During his speech, Clinton stated, "A great democracy does not make it harder to vote than to buy an assault weapon."
Clinton appeared to refer to two conservative legislative priorities: Their passage in several states of voter ID laws and other laws that make it harder for people to vote, especially low income and minority voters; and their effort to block earlier this year federal legislation to strengthen and expand the background check system to prevent felons and the dangerously mentally ill from purchasing firearms.
Responding to Clinton's comment, Fox News contributor Erick Erickson facetiously wrote on his RedState.com blog that Clinton had "called for the elimination of background checks to purchase guns." Erickson claims that "purchases of firearms in every state must go through a firearms background check" and thus concludes that since one "does not even need photo identification in every state to vote... I take this statement to mean Bill Clinton wants background checks for gun purchases eliminated."
At TownHall.com, fellow Fox News contributor Katie Pavlich similarly wrote:
Clinton's words came in reference to voter identification laws being passed all over the country which require voters to show government issued photo identification in order to vote.
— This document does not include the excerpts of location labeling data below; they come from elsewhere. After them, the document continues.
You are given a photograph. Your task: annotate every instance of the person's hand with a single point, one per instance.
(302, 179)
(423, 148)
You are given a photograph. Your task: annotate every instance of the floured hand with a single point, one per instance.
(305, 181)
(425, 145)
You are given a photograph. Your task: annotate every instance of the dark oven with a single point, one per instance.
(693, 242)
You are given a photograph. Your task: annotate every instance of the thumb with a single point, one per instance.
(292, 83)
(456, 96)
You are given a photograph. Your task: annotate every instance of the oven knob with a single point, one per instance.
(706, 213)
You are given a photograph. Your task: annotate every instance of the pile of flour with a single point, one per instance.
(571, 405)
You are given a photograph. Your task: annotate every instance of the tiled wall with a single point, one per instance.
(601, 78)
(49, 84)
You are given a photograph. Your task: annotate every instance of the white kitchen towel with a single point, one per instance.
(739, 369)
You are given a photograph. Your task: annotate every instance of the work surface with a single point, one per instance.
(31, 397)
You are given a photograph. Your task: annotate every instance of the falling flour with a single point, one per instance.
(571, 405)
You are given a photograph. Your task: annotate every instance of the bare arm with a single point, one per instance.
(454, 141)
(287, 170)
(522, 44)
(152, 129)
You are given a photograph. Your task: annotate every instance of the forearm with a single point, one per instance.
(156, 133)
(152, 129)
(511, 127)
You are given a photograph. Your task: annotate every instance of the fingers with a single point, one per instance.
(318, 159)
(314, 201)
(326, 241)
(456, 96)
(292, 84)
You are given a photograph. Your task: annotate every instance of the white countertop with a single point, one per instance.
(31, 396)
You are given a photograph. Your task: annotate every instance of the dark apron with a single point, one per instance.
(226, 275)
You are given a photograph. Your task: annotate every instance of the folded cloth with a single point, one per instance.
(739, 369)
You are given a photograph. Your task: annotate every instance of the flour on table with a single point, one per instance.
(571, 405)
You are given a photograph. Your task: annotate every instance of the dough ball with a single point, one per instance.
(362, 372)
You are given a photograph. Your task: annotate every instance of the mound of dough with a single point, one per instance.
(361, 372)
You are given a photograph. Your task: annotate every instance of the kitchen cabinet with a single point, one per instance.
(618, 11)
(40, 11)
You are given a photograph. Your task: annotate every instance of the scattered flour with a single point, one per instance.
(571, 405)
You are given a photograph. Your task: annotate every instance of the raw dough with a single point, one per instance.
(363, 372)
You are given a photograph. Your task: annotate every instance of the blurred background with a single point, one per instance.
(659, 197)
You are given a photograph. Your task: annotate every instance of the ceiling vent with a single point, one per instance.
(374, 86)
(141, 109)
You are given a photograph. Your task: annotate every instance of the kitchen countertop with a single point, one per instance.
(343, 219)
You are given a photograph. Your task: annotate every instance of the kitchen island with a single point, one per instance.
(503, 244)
Federal gun laws also require people purchasing firearms to show government issued photo identification. In addition, firearms purchasers are required to undergo a background check.
In fact, under federal law background checks are only required on those who seek to purchase a firearm from a licensed dealer; no such check is needed for those who buy them from private sellers, including at gun shows and online.
Indeed, as Clinton suggested, assault weapons can be purchased in just this manner with less impediment than the voter ID laws conservatives support place on voters. In a 2011 investigation of 10 websites in 14 states that allow unlicensed sellers to list firearms for sale, undercover investigators working for the City of New York found that 77 out of 125 sellers agreed to go forward with a firearm sale even after the purchaser said that he could not pass a background check. Investigators were able to purchase an assault rifle using this method.
Likewise, a review of two months of listings on an online gun sales portal by the center-left think tank Third Way found 5,168 ads for "semi-automatic weapons, including assault weapons."